- Superficie : 323 880 km² (384 822 km² avec l’archipel du Svalbard).
- Longueur : 1 752 km.
- Largeur : de 6 à 430 km.
- Capitale : Oslo.
- Population : 4 800 000 habitants (urbanisée à 78 %).
- Densité : 14,2 hab./km².
- Espérance de vie : 77,7 ans pour les hommes, 82,5 ans pour les femmes.
- Monnaie : couronne norvégienne (Nok).
- Langue : deux langues écrites officielles, le bokmål et le nynorsk. La langue sami est pratiquée dans le Finnmark.
- Régime : monarchie parlementaire. Harald V règne depuis 1991.
- Chef du gouvernement : Jens Stoltenberg, réélu en septembre 2009 avec une coalition de centre gauche.

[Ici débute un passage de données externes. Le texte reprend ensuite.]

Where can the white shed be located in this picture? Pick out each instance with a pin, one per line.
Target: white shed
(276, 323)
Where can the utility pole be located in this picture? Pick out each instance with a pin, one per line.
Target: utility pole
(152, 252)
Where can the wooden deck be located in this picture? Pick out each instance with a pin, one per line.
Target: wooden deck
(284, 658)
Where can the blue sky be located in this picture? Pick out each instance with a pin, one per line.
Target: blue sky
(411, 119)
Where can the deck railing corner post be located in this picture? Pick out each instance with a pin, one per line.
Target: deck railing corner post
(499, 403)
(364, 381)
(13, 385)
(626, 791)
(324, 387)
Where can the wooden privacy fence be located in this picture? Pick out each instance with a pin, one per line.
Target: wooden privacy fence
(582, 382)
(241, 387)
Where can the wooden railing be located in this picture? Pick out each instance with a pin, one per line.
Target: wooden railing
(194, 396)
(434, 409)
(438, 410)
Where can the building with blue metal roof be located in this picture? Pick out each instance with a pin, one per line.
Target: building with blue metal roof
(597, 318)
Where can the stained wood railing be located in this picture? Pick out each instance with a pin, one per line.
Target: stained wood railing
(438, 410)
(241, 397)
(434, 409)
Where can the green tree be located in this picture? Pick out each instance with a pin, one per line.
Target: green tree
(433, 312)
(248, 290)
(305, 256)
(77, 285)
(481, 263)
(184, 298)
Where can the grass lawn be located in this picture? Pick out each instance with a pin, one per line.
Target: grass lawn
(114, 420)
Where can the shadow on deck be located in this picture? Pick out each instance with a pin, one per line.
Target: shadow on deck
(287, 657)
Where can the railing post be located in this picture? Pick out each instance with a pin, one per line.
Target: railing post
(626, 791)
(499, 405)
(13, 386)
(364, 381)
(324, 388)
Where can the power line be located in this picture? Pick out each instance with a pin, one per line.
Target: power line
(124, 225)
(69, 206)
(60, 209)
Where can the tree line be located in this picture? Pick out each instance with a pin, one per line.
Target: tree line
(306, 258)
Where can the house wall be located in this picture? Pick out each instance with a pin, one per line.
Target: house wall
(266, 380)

- Taux de chômage : 3,2 %.
- PIB : 57 100 €/hab.
- Religion : luthérienne à 88 %.
- Sites inscrits au Patrimoine mondial de l'humanité de l'Unesco : le quartier de Bryggen dans la ville de Bergen (1979), la stavkirke d'Urnes (1979), la ville minière de Røros (1980), l'art rupestre d'Alta (1985), l'archipel de Vega (2004), l'arc géodésique de Struve (2005) et les fjords de l'ouest de la Norvège, Geirangerfjord et Nærøyfjord (2005).
Économie
La Norvège est aujourd'hui l'un des pays les plus riches du monde. Elle est actuellement le 8e producteur et le 3e exportateur mondial de pétrole, derrière l'Arabie Saoudite et la Russie, et le 3e exportateur mondial de gaz naturel, derrière la Russie et le Canada., tout en n'étant pas membre de l'OPEP.
Elle aura bouclé la quadrature du cercle en cumulant plein emploi, faible durée du temps de travail, faible inflation, explosion de la consommation des ménages et un fonds pétrolier, affecté au financement des retraites qui a dépassé les 300 milliards d'euros. C'est aussi l'un des seuls pays au monde à engranger davantage qu'il ne dépense pour la dette extérieure.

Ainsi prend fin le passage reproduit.